Si la France a encore une raison d’être, c’est de mettre en valeur le scepticisme dont elle est capable, de nous donner la clé des incertitudes ou de moudre nos certitudes. À vouloir redresser quelque chose, elle ne s’exposerait qu’à l’ironie ou à la pitié. Les forces d’un nouveau credo se sont depuis longtemps éteintes en elle. Elle n’a rien raté de son passé. Mais si elle refusait son destin alexandrin, elle raterait sa fin. Et ce serait dommage.

Les héros homériques vivaient et mouraient ; les snobs de l’Occident discutaient du plaisir et de la douleur. Français des croisades, ils sont devenus Français de la cuisine et du bistrot : le bien-être et l’ennui.

Qu’est-ce que la Décadence, qu’est-ce la France ? Du sang rationnel. Il la place dans une situation de contraste par rapport aux « primitifs », qui ne doivent pas être entendus seulement dans les arts, mais sur tous les plans de l’esprit. La France est tout ce qu’il y a de moins primitif, c’est à dire de frais, de direct, d’absolu. Le stade originel d’une civilisation est caractérisé par la relation naïve à l’objet et aux valeurs. Un « primitif » crée sans le savoir, sans obsession technique ou réflexion esthétique, à partir de l’instinct qui le place dans la vie des choses. Il est l’homme qui vit dans l’extase de l’objet. C’est pourquoi sa vision est si peu problématique et si peu contaminée par les doutes et la conscience.
Au stade crépusculaire d’une civilisation, le doute remplace l’extase, et les réflexes ne servent plus de réponse immédiate à la présence des objets. Nous nous trouvons aux antipodes des époques primitives. L’artiste devient un savant de la perception – par dégoût du regard – et l’homme une créature parallèle à elle-même. Autrefois, il respirait dans les mythes ou en Dieu ; à présent, dans les considérations faites à leur sujet.

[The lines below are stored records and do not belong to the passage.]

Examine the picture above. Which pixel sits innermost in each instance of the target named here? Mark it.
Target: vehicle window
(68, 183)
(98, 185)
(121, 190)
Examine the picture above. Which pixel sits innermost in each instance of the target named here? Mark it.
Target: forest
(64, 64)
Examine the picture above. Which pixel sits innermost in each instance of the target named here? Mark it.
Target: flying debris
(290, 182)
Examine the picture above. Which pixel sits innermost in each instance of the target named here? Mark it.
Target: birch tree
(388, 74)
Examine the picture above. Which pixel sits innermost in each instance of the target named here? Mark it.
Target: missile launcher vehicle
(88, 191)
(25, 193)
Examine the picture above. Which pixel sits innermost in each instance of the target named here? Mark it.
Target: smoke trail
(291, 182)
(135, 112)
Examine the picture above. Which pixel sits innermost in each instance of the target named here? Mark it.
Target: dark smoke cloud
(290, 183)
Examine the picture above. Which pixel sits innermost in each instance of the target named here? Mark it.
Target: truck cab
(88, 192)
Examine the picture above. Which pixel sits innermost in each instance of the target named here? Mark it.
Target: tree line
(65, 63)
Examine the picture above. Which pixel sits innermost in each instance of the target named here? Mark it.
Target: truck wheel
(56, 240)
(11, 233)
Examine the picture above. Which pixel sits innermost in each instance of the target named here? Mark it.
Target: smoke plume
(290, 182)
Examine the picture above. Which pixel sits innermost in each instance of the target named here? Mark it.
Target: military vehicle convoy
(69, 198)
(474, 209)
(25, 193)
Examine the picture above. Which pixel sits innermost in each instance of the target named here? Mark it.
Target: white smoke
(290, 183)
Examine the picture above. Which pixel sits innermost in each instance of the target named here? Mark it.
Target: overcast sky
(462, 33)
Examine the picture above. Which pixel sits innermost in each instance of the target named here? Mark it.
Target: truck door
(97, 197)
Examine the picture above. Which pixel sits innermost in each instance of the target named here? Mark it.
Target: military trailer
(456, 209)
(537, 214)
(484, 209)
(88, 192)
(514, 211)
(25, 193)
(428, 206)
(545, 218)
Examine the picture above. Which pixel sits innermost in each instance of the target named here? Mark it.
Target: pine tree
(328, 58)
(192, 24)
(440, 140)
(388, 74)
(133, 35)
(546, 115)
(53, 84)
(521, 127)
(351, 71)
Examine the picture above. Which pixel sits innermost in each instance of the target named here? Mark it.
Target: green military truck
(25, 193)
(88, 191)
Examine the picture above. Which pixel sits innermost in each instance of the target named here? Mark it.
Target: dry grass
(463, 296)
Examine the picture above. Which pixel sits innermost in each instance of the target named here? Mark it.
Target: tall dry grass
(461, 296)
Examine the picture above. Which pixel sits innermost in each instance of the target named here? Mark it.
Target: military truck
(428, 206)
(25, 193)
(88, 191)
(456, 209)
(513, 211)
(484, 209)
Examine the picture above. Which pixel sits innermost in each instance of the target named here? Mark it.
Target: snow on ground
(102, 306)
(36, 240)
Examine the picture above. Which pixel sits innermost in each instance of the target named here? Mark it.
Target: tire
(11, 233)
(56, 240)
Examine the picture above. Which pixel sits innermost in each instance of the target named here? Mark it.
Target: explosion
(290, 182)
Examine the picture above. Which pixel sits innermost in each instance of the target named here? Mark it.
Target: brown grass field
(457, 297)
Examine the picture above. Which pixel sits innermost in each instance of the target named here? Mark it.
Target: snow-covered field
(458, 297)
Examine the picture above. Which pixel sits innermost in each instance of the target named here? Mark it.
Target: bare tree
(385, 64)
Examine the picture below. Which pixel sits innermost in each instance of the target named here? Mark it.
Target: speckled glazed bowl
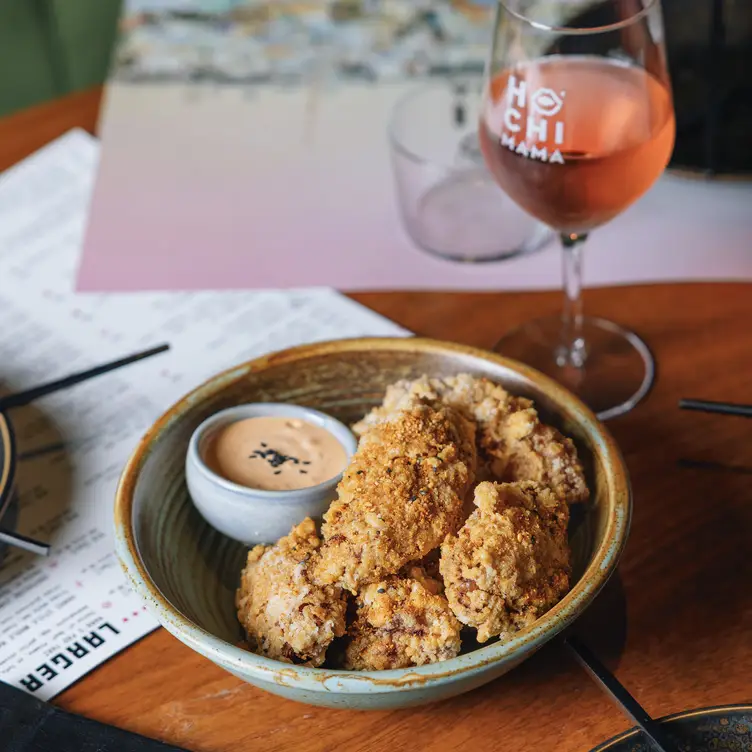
(187, 572)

La France a opposé l’élégance à l’infini. De là tous les mérites et toutes les déficiences de son génie.

Lorsque l’Europe sera drapée d’ombres, la France demeurera son tombeau le plus vivant.


Je ne crois pas que je tiendrais aux Français s'ils ne s'étaient pas tant ennuyés au cours de leur histoire. Mais leur ennui est dépourvu d'infini. C'est l'ennui de la clarté . C'est la fatigue des choses comprises .

Tandis que, pour les Allemands, les banalités sont considérées comme l'honorable substance de la conversation, les Français préfèrent un mensonge bien dit à une vérité mal formulée.

Tout un peuple malade du cafard. Voici le mot le plus fréquent, aussi bien dans le beau monde que dans la basse société. Le cafard est l'ennui psychologique ou viscéral ; c'est l'instant envahi par un vide subit, sans raison-alors que l'ennui est la prolongation dans le spirituel d'un vide immanent de l'être. En comparaison, Langeweile[l'ennui] est seulement une absence d'occupation.

Le siècle le plus français est le XVIIIe. C'est le salon devenu univers, c'est le siècle de l'intelligence en dentelles, de la finesse pure, de l'artificiel agréable et beau. C'est aussi le siècle qui s'est le plus ennuyé, qui a eu trop de temps , qui n'a travaillé que pour passer le temps.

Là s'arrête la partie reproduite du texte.